Dennoch sind und bleiben die Ersthelfer vor Ort die beste Überlebenschance für Komplettverschüttete. Dabei handelt es sich um die anderen Gruppenmitglieder, die entsprechend ausgebildet und trainiert sein sollten, um eine Verschüttetensuche inkl. notwendiger Erste-Hilfe-Maßnahmen zu organisieren und durchzuführen.

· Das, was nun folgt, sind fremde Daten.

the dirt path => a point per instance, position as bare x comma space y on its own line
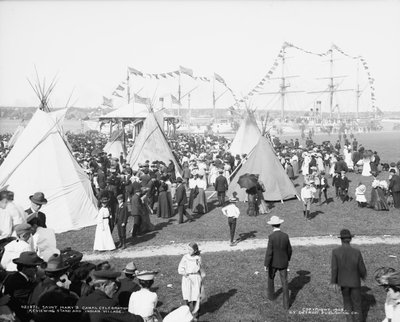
222, 246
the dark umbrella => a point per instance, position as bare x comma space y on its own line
247, 181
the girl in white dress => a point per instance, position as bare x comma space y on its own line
192, 276
103, 239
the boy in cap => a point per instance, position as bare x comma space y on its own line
16, 247
347, 271
277, 258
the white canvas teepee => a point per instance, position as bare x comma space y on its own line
263, 161
41, 161
151, 145
246, 137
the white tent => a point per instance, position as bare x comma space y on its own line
151, 145
41, 161
246, 137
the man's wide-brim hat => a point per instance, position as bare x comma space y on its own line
275, 220
38, 198
28, 259
56, 264
345, 233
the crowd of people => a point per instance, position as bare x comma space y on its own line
41, 277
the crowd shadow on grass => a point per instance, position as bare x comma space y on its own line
314, 214
215, 302
297, 283
141, 238
162, 225
244, 236
367, 300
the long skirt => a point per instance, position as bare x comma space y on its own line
200, 203
103, 239
378, 199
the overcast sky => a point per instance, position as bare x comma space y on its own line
91, 43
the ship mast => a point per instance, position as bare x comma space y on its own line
283, 86
332, 87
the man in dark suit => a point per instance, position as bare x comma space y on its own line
121, 218
181, 200
137, 209
221, 185
277, 257
348, 269
37, 201
20, 285
394, 187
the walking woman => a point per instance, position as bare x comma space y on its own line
190, 267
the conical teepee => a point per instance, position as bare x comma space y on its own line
263, 161
41, 161
246, 137
151, 145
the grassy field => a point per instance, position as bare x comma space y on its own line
236, 285
327, 219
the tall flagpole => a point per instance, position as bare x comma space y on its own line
179, 95
214, 114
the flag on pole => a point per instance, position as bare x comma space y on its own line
174, 100
186, 71
135, 71
219, 78
107, 101
115, 93
142, 100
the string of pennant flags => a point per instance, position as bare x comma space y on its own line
275, 64
119, 91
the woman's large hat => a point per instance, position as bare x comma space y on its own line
38, 198
56, 264
28, 259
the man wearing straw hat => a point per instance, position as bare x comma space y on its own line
348, 269
277, 257
37, 201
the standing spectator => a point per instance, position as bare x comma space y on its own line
5, 220
181, 200
221, 186
348, 269
37, 201
232, 212
394, 187
103, 239
277, 258
190, 267
307, 196
121, 218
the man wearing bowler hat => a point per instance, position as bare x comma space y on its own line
37, 201
277, 257
20, 285
221, 185
181, 200
128, 285
348, 269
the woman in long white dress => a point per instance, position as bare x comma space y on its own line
348, 158
190, 267
103, 239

Ein Lawinenairbag ist eine gute Idee, um eine solche Totalverschüttung zu verhindern. Tatsächlich senkt laut einer Studie ein Lawinenairbag das Todesrisiko um die Hälfte, sprich von 100 Ganzverschütteten sterben ca. 22 ohne und nur elf mit aufgeblasenem Airbag (https://pubmed.ncbi.nlm.nih.gov/24909367/).

2. Folgen von Unfällen

Betrachtet man die Todesursachen beim Skitourengehen in Österreich, dann ist die Lawine Ursache Nummer eins und ca. für die Hälfte aller tödlichen Ereignisse verantwortlich, gefolgt von Herz-Kreislaufstörungen, Sturz und Absturz.

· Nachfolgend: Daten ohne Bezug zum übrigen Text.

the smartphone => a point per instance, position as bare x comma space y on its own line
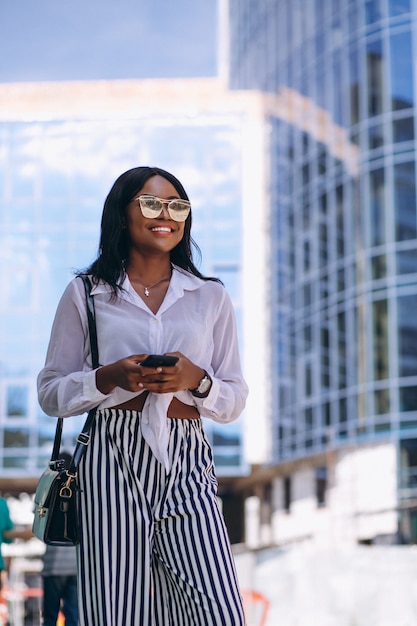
158, 360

Anders sieht es bei den verletzten Skitourengehern aus: Hier ist die Lawine für keine 10 Prozent der Verletzten verantwortlich und liegt auf Platz drei, während die Hauptursache die Folge von Stürzen ist. Für mehr als die Hälfte aller Verletzungen sind einerseits Skistürze, aber auch Stolperer und Ausrutscher ohne Ski verantwortlich.

Ohne genaue Zahlen zu kennen, darf dabei vermutet werden, dass nicht bzw. falsch eingestellte Tourenbindungen bzw. deren Fehlanwendung (Verriegeln von Tec-Bindungen bei der Abfahrt) für zahlreiche typische Verletzungen wie Bänderrisse etc. verantwortlich sind. Es ist empfehlenswert, sich im Bergsportfachgeschäft von geschultem Personal beraten und die Bindung auch dort montieren und einstellen zu lassen.

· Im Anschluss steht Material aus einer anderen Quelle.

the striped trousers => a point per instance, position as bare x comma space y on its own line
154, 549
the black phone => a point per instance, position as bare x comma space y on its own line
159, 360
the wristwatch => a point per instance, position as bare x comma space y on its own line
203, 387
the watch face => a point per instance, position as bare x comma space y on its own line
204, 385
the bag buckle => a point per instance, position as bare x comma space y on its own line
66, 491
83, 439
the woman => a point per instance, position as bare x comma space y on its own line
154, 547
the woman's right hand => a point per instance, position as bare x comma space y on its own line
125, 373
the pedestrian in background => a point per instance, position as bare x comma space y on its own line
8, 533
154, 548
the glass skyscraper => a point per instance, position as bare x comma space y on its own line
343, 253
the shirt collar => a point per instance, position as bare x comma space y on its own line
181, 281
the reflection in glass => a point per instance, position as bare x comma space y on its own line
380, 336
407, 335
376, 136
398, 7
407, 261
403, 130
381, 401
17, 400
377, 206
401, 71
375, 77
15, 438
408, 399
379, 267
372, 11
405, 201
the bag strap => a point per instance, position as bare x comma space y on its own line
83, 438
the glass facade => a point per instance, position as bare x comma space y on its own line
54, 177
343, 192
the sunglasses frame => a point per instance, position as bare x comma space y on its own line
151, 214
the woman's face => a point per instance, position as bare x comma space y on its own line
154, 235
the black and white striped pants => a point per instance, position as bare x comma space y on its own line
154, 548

Wie bei Pistenunfällen gibt es auch beim Skitourengehen Verletzungen durch Kollisionen, einerseits mit feststehenden Hindernissen und andererseits mit weiteren Skitourengehern. Dadurch verletzen sich etwas mehr Personen als durch Lawinenabgänge.

Weitere Notfälle

Aber nicht immer ist es ein Unfall, der zu einer Notsituation führt. Auch ohne Verletzung kann man im freien Gelände „blockiert“ sein, also sprichwörtlich „Nicht mehr vor und zurück kommen“.

Notsituationen durch Lawinenabgänge waren für rund ein Drittel der Alarmierungsfälle von organisierten Rettungskräften in Österreich verantwortlich, auch wenn in diesen Fällen niemand durch den Lawinenabgang verletzt wurde.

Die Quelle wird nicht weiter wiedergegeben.